89 S.W.3d 761

In re EGL EAGLE GLOBAL LOGISTICS, L.P., f/k/a Eagle USA Airfreight, Inc., Relator.

No. 01-02-00148-CV.

Court of Appeals of Texas, Houston (1st Dist.).

Oct. 24, 2002.

*763Original Proceeding on Petition for Writ of Mandamus.1

W. David George, Edwards & George, LLP, Houston, TX, for EGL Eagle Global Logistics.

Alan N. Magenheim, Magenheim Bate-man & Helfand, P.L.L.C., John W. Havins, Burt, Barr, Havins & O’Dea, L.L.P., Stephen J. Schechter, Stephen J. Schechter, P.C., Houston, TX, for Real Party In Interest.

Panel consists of Justices NUCHIA, JENNINGS, and RADACK.

OPINION

TERRY JENNINGS, Justice.

By petition for writ of mandamus, relator, EGL Eagle Global Logistics, L.P. fik/a Eagle USA Airfreight, Inc. (“Eagle”), challenges the trial court’s January 11, 2002 order compelling Eagle to arbitrate its claims brought against the real parties in interest and defendants below, Frederick Lalumandier, Steven Lalumandier, Randy Cockrell, Leann Wilmot, Expedited Logistics and Freight Services, Ltd. (“ELFS”), and ELFS Management, Inc. (collectively, “the ELFS entities”).

We deny the petition for writ of mandamus.

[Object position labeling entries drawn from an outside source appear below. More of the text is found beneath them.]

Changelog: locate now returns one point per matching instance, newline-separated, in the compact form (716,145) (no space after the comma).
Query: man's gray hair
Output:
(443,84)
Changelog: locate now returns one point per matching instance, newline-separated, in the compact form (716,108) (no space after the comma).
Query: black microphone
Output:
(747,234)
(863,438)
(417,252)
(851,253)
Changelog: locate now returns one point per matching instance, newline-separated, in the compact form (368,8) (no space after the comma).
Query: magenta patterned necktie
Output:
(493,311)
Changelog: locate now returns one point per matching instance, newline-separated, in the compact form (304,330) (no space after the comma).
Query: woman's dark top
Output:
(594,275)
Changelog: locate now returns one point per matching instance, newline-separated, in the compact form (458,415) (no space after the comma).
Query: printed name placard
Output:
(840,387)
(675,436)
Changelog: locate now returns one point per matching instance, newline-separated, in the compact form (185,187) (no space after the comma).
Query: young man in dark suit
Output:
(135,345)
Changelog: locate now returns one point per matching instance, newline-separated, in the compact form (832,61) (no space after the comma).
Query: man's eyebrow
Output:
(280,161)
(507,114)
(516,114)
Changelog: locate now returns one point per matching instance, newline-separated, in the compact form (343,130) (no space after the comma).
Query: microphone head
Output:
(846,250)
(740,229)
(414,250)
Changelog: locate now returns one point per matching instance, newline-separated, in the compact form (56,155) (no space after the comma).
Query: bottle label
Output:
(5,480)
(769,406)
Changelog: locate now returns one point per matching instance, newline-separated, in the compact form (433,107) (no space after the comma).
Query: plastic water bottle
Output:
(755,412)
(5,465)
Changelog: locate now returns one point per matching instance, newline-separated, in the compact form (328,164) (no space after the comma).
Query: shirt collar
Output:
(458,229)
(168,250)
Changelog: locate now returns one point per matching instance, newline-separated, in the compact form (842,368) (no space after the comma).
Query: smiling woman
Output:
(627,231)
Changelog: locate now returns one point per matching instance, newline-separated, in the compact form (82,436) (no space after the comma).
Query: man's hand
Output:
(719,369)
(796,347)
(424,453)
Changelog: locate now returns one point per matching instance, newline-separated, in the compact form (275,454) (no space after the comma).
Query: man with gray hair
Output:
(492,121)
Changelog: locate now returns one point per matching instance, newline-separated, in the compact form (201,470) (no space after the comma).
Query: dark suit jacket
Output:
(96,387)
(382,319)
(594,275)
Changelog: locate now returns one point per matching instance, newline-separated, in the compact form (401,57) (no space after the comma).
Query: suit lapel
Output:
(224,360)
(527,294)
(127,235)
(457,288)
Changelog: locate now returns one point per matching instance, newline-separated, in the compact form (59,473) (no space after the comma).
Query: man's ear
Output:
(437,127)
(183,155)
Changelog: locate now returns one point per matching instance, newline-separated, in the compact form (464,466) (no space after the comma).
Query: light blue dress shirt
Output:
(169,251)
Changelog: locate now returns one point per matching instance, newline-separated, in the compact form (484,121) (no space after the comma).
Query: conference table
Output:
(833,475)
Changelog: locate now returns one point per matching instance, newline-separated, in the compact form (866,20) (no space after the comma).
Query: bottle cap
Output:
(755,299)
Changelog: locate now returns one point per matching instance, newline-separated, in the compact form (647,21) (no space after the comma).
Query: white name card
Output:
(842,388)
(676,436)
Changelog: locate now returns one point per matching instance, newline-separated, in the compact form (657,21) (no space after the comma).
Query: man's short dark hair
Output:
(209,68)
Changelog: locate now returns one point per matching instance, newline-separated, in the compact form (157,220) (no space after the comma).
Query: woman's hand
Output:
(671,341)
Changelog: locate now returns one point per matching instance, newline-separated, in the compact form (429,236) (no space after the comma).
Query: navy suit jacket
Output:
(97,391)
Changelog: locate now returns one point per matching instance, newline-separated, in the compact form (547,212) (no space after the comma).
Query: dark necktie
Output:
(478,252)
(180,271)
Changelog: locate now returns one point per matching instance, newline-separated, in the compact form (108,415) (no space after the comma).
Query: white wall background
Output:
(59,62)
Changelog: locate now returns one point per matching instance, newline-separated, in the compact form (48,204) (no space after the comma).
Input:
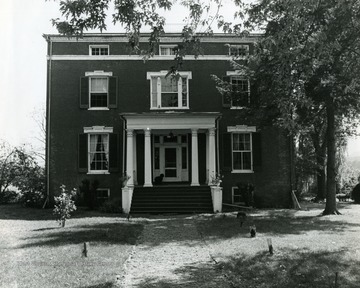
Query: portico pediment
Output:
(171,120)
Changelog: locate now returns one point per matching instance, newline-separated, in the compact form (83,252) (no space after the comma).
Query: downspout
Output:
(217,144)
(123,144)
(48,102)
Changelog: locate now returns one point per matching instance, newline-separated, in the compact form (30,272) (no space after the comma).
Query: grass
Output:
(36,252)
(308,249)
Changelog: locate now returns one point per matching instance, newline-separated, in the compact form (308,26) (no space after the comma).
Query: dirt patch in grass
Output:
(36,252)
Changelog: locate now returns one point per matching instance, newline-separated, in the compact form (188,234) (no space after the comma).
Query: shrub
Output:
(111,206)
(64,205)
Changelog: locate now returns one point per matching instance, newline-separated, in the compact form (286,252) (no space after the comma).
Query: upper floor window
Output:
(99,49)
(165,50)
(239,50)
(240,91)
(98,90)
(168,91)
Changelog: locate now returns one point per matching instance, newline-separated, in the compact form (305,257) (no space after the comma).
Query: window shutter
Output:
(256,142)
(113,92)
(113,152)
(84,92)
(226,97)
(227,152)
(83,153)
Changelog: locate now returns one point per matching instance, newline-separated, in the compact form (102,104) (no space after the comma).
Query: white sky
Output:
(23,65)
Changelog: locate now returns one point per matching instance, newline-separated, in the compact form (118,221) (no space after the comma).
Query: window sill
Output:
(242,171)
(99,109)
(98,173)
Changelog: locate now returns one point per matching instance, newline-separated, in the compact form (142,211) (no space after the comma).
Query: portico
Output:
(171,146)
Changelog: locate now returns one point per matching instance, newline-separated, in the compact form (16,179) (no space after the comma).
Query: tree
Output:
(309,60)
(19,169)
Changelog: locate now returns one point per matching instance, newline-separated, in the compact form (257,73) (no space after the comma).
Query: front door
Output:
(171,163)
(170,158)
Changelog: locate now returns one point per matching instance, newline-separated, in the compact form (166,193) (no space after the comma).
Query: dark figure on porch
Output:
(158,179)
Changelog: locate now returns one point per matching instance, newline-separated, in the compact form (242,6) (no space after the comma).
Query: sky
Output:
(23,66)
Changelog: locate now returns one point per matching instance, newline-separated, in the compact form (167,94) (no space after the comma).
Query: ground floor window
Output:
(242,152)
(98,152)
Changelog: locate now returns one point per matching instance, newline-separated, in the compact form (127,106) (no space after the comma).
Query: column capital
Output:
(212,131)
(194,132)
(147,132)
(129,132)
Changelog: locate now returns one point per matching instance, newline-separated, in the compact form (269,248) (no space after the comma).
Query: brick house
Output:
(110,112)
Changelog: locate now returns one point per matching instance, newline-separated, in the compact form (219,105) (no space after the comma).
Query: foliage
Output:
(64,205)
(19,169)
(111,206)
(8,196)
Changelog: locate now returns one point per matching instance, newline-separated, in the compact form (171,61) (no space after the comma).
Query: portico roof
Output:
(170,120)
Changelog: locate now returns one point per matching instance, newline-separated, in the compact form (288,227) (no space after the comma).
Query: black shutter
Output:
(84,92)
(227,152)
(83,153)
(256,142)
(113,152)
(112,92)
(226,97)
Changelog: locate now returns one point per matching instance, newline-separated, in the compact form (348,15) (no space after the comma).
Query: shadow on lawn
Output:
(291,268)
(104,233)
(18,212)
(273,223)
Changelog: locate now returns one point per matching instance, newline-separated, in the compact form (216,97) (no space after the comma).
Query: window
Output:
(102,194)
(236,195)
(168,91)
(166,50)
(239,50)
(242,152)
(99,49)
(240,96)
(98,92)
(98,152)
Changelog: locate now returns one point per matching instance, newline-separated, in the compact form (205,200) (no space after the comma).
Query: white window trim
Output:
(232,154)
(232,195)
(98,130)
(187,75)
(238,46)
(170,46)
(106,189)
(101,130)
(98,46)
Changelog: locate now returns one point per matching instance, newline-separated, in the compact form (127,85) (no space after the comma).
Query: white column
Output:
(212,154)
(194,158)
(147,166)
(130,155)
(134,157)
(207,158)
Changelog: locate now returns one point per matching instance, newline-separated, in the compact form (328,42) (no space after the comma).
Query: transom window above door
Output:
(169,91)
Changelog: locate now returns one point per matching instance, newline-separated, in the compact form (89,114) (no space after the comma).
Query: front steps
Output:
(171,199)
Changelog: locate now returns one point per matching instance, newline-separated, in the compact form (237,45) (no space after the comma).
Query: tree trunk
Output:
(330,207)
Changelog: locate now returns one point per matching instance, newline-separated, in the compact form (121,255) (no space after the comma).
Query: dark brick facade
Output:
(68,62)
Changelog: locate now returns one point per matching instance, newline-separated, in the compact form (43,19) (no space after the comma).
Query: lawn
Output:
(36,252)
(309,249)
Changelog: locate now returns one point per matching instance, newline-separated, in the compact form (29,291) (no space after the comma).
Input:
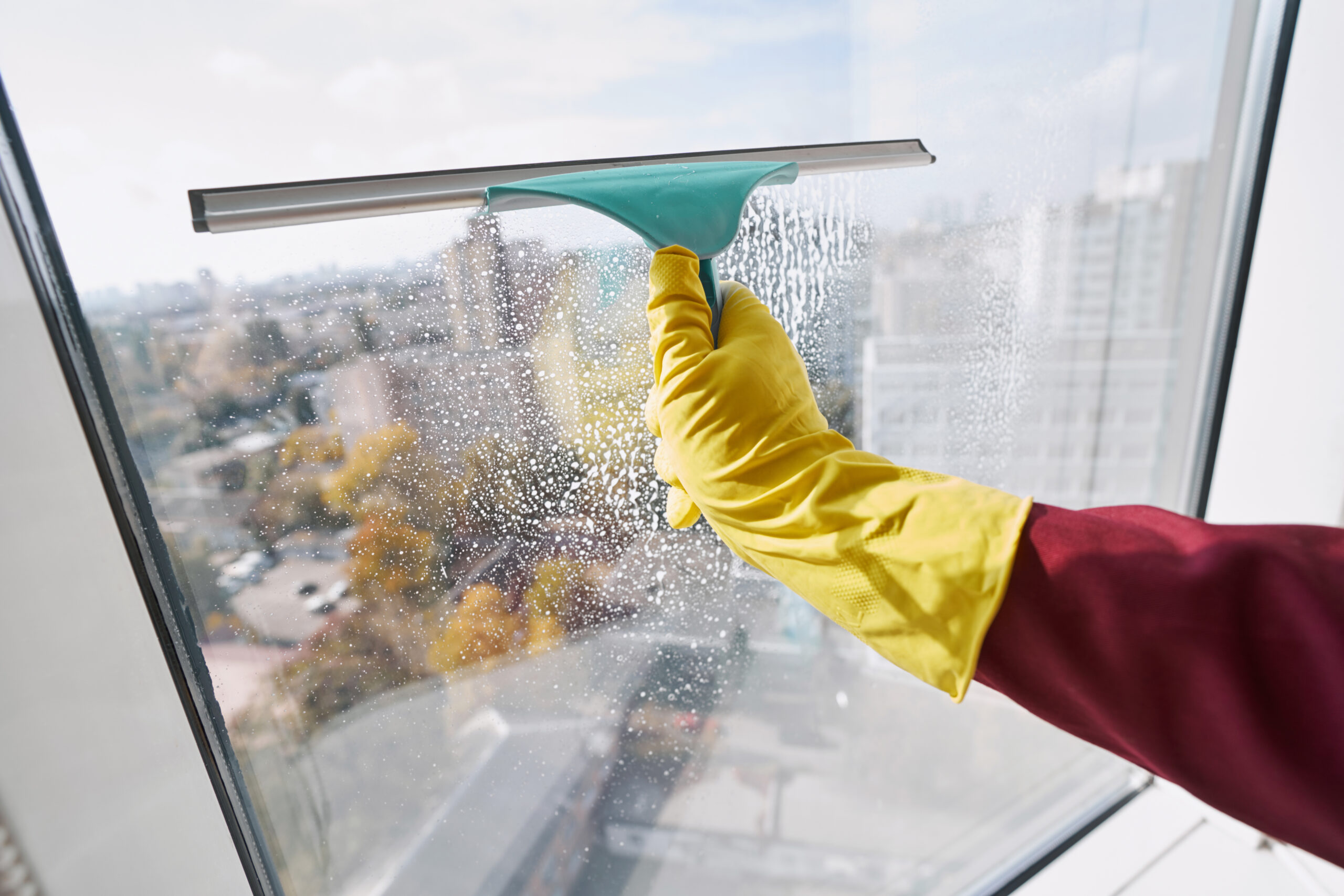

Facts and Procedural Background

Eagle is a freight forwarding company located in Houston. David Flake is a former Eagle salesperson and one of the real parties in interest here. In May 1999, Flake, while employed by Eagle, and a representative of Eagle signed a document entitled “Employment Agreement,” which contains the following arbitration clause:

The Company and Employee agree that in the event of any legal dispute between the parties concerning this Agreement or legal rights arising from or relating to the employment relationship between the Company and Employee, the parties shall submit their dispute to binding arbitration .... The arbitration will be conducted under the authority of the Federal Arbitration Act.

In addition, the employment agreement contained provisions prohibiting Flake from using or disclosing Eagle’s “trade secrets” and “confidential information,” including market, pricing, and cost information, and customer lists and contacts, for any purposes other than “the exclusive benefit of [Eagle]” both during his employment with Eagle and “at any time thereafter.” The employment agreement also contained a one-year, non-competition covenant.

*764Flake was employed by Eagle until October 2001, when he went to work for ELFS, one of Eagle’s competitors. Shortly thereafter, Eagle sued Flake for breach of contract, alleging that he had breached the terms of the employment agreement by improperly disclosing Eagle’s trade secrets and confidential information and by soliciting Eagle’s customers. Eagle sought an injunction to prevent Flake from using or disclosing business information that he had obtained while employed by Eagle and from soliciting Eagle’s customers. The trial court granted the injunction and ordered Eagle and Flake to arbitrate their dispute in accordance with the provisions of the employment contract.2

Eagle also named the ELFS entities as defendants, and it alleged claims against them and Flake jointly for misappropriation and theft of its trade secrets and confidential information, tortious interference with its existing business relationships, and civil conspiracy. In response, the ELFS entities filed a motion to compel arbitration of all of Eagle’s claims against them. The trial court subsequently granted the motion.3

Mandamus

Mandamus is the proper means for seeking review of an order compelling arbitration under the Federal Arbitration Act (“FAA”). Freis v. Canales, 877 S.W.2d 283, 284 (Tex.1994). Mandamus will issue only to correct a clear abuse of discretion or violation of a duty imposed by law when that abuse cannot be remedied by appeal. Jack B. Anglin Co., Inc. v. Tipps, 842 S.W.2d 266, 272 (Tex.1992). A trial court abuses its discretion when it fails to analyze or apply the law correctly. Walker v. Packer, 827 S.W.2d 833, 840 (Tex.1992).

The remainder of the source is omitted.